Replace the underlying URL-encoding function -- currently PHP's urlencode() -- with the long-available rawurlencode().

Support from Acquia helps fund testing for Drupal Acquia logo

Comments

David Strauss’s picture

Assigned: Unassigned » David Strauss

This is a critical issue because the current URL-encoding scheme fails when encoding spaces for URLs (especially user-uploaded files) on RFC 1738-compliant web servers.

David Strauss’s picture

Status: Active » Needs review
David Strauss’s picture

This is a particularly safe patch, especially combined with how Drupal uses urldecode() and not rawurldecode(). The output from rawurlencode() is properly decoded by both urldecode() and rawurldecode(). The output from urlencode() is only decoded properly by urldecode().

This is a classic case of tightening postconditions while keeping preconditions stable.

David Strauss’s picture

FileSize
720 bytes

Plus signs were originally allowed unencoded in a URL:
"Thus, only alphanumerics, the special characters "$-_.+!*'(),", and reserved characters used for their reserved purposes may be used unencoded within a URL."

However, the plus sign has been empirically rendered unsafe under this clause:
"Other characters are unsafe because gateways and other transport agents are known to sometimes modify such characters."

Many decoders convert the plus sign to a space. The solution is to use the unambiguous "%20" and "%2B", which rawurlencode() does.

Also, updated patch per klando's review.

klando’s picture

looks good, but still untested here.

cburschka’s picture

Patch applies cleanly, neither of the two lines changed contain a code-style problem.

Prior to patch, a test node was created with the following alias in the text field: test url+plus"quote/content
Which, database side, was converted to test url plus"quote/content
The page links to the following URL in the node's menu entry: test+url+plus%22quote/content
Manually entering the following URL will also show the page: test%20url+plus%22quote/content

After the patch, a test node with a similar alias was created. The plus characters in the form were again converted to spaces in the database.
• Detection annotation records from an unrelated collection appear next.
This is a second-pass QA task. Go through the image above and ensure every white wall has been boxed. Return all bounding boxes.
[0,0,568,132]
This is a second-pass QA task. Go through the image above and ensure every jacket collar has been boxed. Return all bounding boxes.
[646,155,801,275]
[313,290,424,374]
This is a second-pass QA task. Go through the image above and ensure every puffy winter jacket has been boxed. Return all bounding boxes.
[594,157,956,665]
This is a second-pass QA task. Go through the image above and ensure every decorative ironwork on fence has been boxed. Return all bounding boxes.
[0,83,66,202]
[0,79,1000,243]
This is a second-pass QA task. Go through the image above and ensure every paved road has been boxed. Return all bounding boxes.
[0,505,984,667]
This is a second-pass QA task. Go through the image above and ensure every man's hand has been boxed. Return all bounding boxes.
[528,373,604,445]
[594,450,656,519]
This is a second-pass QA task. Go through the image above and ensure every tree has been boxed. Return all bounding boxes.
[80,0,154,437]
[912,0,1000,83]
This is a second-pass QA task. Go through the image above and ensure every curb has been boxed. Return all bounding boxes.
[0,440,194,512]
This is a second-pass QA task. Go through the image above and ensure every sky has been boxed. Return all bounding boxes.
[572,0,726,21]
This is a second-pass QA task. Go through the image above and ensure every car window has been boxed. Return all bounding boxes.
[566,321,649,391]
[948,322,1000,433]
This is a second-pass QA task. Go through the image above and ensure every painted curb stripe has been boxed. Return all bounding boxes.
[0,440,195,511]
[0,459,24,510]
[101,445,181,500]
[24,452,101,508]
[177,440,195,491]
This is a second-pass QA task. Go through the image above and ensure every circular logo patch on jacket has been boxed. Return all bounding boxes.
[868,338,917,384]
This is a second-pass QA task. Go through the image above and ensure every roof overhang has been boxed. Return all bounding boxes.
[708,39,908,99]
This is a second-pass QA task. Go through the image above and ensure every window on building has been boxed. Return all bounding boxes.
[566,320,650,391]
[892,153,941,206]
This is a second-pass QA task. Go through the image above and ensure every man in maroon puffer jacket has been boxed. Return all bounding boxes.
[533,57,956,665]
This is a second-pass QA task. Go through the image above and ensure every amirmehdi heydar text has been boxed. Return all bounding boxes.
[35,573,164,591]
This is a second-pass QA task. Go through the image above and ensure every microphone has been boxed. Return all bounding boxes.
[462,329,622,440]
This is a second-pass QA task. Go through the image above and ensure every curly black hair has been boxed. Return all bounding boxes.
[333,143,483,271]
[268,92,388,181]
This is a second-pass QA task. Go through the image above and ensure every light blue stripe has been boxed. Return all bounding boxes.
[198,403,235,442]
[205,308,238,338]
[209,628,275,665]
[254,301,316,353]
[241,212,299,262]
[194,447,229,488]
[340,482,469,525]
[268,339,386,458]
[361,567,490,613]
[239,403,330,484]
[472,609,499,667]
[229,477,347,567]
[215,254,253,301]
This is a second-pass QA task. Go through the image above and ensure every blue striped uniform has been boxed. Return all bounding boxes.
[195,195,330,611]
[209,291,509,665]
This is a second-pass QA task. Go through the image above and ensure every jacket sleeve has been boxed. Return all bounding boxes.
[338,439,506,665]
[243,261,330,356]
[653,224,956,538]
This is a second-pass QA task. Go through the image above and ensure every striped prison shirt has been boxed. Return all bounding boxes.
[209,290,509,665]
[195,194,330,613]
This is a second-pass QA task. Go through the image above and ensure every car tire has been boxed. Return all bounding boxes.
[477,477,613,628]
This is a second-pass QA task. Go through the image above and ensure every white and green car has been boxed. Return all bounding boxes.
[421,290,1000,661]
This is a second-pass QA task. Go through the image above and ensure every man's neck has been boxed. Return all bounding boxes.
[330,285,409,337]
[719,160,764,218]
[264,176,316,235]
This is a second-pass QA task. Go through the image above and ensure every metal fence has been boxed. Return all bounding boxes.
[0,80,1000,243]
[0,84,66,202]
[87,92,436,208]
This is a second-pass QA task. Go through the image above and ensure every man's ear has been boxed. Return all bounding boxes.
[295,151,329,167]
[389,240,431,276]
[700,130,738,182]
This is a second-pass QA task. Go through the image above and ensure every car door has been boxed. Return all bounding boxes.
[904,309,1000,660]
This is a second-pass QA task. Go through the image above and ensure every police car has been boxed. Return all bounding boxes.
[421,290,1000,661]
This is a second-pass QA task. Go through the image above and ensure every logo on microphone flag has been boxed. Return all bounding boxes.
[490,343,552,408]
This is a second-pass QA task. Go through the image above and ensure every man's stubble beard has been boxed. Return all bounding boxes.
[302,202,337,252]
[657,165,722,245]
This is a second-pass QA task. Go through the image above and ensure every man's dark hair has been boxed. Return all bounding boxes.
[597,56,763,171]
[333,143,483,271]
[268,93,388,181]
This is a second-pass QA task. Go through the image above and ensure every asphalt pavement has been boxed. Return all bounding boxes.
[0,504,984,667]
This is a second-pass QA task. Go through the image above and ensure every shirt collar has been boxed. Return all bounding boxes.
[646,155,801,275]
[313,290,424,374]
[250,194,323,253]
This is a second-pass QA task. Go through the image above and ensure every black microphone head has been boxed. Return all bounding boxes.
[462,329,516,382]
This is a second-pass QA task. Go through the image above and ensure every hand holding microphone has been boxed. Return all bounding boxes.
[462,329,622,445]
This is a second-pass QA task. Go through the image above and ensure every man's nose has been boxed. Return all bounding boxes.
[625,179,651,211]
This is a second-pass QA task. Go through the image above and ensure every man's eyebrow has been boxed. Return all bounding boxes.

The menu now links to test%20url%20plus%22quote/content
Manually entering the previous URL will also work: test+url+plus%22quote/content

This won't break any pages, but I suggest that once it is in place, path.module should stop converting plus characters to spaces, as the ambiguity between the two is no longer there. That matter is for another patch, of course.

David Strauss’s picture

"This won't break any pages, but I suggest that once it is in place, path.module should stop converting plus characters to spaces, as the ambiguity between the two is no longer there."

Allowing plus signs in paths would create ambiguity. Many web servers will convert the plusses to spaces before Drupal receives the path. There would be no way to know whether the user had entered a real space or a plus sign.

catch’s picture

One issue with converting plus signs to spaces, is it's impossible to put taxonomy/term/1+2+3+4 into the path alias form (and others probably) - and therefore impossible to alias urls like that unless you urlencode the pluses manually.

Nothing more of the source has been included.